Dynamic Linker design and the role of ld.so

Posted: Mon Feb 03, 2025 12:13 pm
by venos
I'm at the point in which I can start to contemplate a dynamic linker, which I find quite exciting as its the furthest I've ever gotten before.

The design, however, seems to elude me slightly - there's a lot of conflicting information out there, and much of it is quite sparse.

AIUI there's two steps to dynamic linking, which makes sense - load the libraries, parse them, and put them in address space being step 1, and populating the addresses in the relocation table/GOT being step 2. So far, so good.

This can be done statically by the kernel at load time (I think), which is quite possibly the simplest way to go about it, but (1) advice all suggests move step 2 to runtime, not load time, but never elaborates why, and (2) existing systems make use of ld.so, and nowhere online do I see elaborated which of the 2 steps ld.so is responsible for, nor what the interface for it is, and how (and, for that matter, why) to use it.

Ergo, some clarifying questions:

1.) why not do step 2 at load time? Why is conventional advice "install a helper stub that can go pull the information from the relocation table"? Realistically I could see it as a latency optimisation, but right now that's the only use I can conceive.
2.) what does ld.so do? Resolve symbols, or load libraries *and* resolve symobls? `man ld.so` suggests both, but information is contradictory elsewhere.
3.) what is the ld.so interface? This is documented nowhere that I've found thus far - if I want to use it, how? There is, perhaps, a nonzero chance this would be overkill for hobby OS, but it must surely serve some purpose or the larger *NIXen wouldn't go down that path.
4.) see above, por que ld.so over putting it in the kernel?

For now I'll probably just do everything at load time, until it doesn't work, but I would like to get a better understanding of why this isn't typically done in order to aid my design.

Thanks all,
Venos :3

Re: Dynamic Linker design and the role of ld.so

Posted: Mon Feb 03, 2025 12:37 pm
by iansjack
The kernel doesn’t know what dynamic libraries user programs will need until they are run.
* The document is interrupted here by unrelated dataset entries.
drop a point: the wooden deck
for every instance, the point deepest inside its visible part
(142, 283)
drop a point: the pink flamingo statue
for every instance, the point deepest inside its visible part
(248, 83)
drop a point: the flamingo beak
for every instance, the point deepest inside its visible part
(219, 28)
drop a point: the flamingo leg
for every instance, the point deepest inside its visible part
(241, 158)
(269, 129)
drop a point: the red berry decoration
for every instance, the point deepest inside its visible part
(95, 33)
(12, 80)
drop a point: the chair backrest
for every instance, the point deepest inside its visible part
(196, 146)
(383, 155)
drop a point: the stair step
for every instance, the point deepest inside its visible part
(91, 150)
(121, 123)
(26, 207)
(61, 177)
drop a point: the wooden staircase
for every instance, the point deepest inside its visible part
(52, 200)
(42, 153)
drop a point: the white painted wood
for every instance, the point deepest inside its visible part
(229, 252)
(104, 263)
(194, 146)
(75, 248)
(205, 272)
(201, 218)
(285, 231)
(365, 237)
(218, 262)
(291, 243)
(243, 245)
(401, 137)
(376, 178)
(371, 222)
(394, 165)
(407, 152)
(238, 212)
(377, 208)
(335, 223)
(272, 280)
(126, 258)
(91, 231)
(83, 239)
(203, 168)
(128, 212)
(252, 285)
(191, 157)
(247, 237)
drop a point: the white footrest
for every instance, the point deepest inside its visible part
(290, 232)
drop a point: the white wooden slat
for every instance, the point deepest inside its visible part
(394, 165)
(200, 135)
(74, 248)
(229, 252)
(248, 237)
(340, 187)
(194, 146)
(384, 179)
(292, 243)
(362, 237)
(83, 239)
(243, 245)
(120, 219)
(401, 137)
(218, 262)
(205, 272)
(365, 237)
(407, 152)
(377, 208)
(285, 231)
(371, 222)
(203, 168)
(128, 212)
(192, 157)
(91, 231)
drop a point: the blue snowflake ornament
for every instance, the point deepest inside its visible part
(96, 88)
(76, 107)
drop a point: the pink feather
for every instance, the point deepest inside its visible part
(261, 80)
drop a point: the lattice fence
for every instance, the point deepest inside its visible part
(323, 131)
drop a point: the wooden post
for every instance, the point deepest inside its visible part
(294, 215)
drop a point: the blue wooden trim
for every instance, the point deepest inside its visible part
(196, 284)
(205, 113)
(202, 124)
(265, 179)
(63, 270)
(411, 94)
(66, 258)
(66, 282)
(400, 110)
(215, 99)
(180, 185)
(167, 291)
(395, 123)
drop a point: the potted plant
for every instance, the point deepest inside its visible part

So it can’t load those libraries, and carry out the relocations at load time (I presume you mean kernel boot time). If by load time you mean when the program is loaded, it’s better to carry out the relocations only when they are needed. This boosts the program start up time - and many of the relocations may not be needed during a particular run of the program.

Re: Dynamic Linker design and the role of ld.so

Posted: Mon Feb 03, 2025 12:43 pm
by venos
Apologies, that was unclear on my part. Load time in this context == inside execve()

Re: Dynamic Linker design and the role of ld.so

Posted: Mon Feb 03, 2025 12:44 pm
by nullplan
venos wrote: Mon Feb 03, 2025 12:13 pm (1) advice all suggests move step 2 to runtime, not load time, but never elaborates why
What you call step 2, most sources call "relocation". Moving it to run time instead of load time (called "lazy linking" or "late binding") has one main advantage: You only relocate the functions that are actually called. If there are relocations in rarely-used paths, you don't need to look up the corresponding symbols unnecessarily.

The drawback is that it is possible for the lazy lookup to fail, and then you have no recourse but to abort the program, after at least some of it has already run. Consider a word processor: You just spent an hour composing a letter, then you go to save it, and there is a symbol in the saving code that cannot be located, and now the program just crashes, your work scattering in the RAM.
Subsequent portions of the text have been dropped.